On Tuesday 16th February the Central London County Court awarded Ms Williams who lived with her partner Mr Martin for 18 years his share of their home in a legal battle with his estranged wife.
Mr Martin had moved out of the marital home in 1994 and began to live with Ms Williams. They then bought a property together in Dorchester as tenants in common in 2009. This meant that when Mr Martin died in 2012 of a heart attack, his share of their home, did not automatically go to Ms Williams. Mr Martin died without leaving a Will reflecting his relationship with Ms Williams and without having got divorced. His estate which included his share in the house therefore passed to his estranged wife. This left Ms Williams at risk of losing her home.

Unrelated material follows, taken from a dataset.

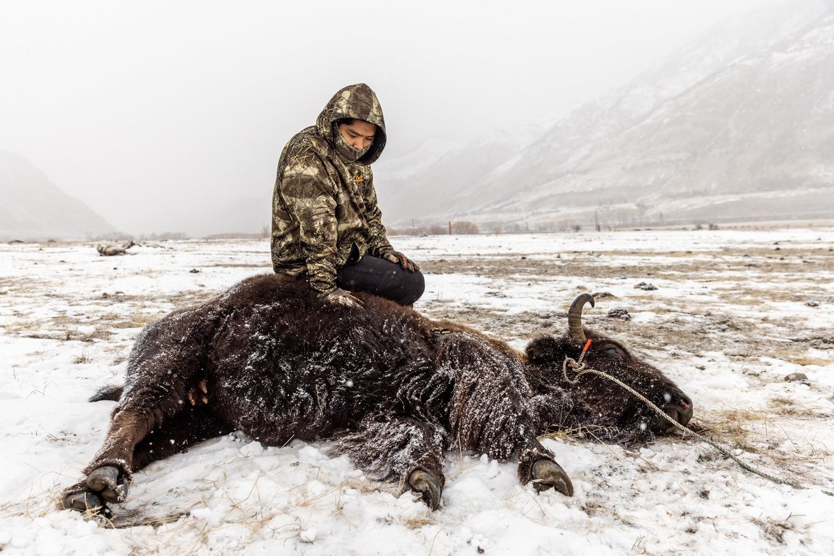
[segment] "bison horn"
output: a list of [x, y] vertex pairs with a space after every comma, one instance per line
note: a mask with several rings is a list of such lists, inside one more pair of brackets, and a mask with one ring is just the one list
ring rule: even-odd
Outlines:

Ms Williams brought a claim for “reasonable financial provision” under the Inheritance (Provision for Family and Dependants) Act 1975. She had to establish that for two years up to his death she had lived in the same household as Mr Martin as his wife, or that immediately before his death she was being maintained "wholly or partly" by him.
The estranged wife, Mrs Martin, had said that she had remained his wife, rejected the suggestion that they were estranged and argued that Mr Martin was not maintaining Ms Williams in a manner required by the law. However judge Gerald stated that the reason why they did not get divorced was a practical one and not due to the deceased harbouring any marital or other feelings towards Mrs Martin. He judged it therefore to be a marriage in name only and that from 1994 onwards the relationship had been purely “financial”.
Ruling in Ms Williams' favour, the judge felt it was clear that she and Mr Martin had in “all material respects” had lived in the same household as husband and wife. The judge recognised that Ms Williams was living in a manner “around subsistence level”. Ms Williams had been due to retire in 2012 but had to continue working. The judge said it was a “fair and reasonable result” that she should have “an absolute interest in the deceased’s one half share” of the home which she shared with Mr Martin in a relationship that was “loving and committed”.
Mrs Martin was ordered to pay £100,000 in costs within 42 days pending detailed assessment, an amount described by her barrister as “eye watering”.
- Unmarried Couples who live together:
- DO NOT automatically have the same rights as a married couple or those in a civil partnership – there is no such thing as a Common-law husband or wife;
- SHOULD have cohabitation agreements in place;
- SHOULD make a will to ensure that the survivor is protected if that is what they wish, as otherwise under intestacy rules the estate of the first to die will pass to (estranged wife/ children/ parents) and a legal battle is likely;
- SHOULD consider their individual financial position in relation to their partner and consider whether they need to take advice to protect each other in future.
Consistent with our policy when giving comment and advice on a non-specific basis, we cannot assume legal responsibility for the accuracy of any particular statement. In the case of specific problems we recommend that professional advice be sought.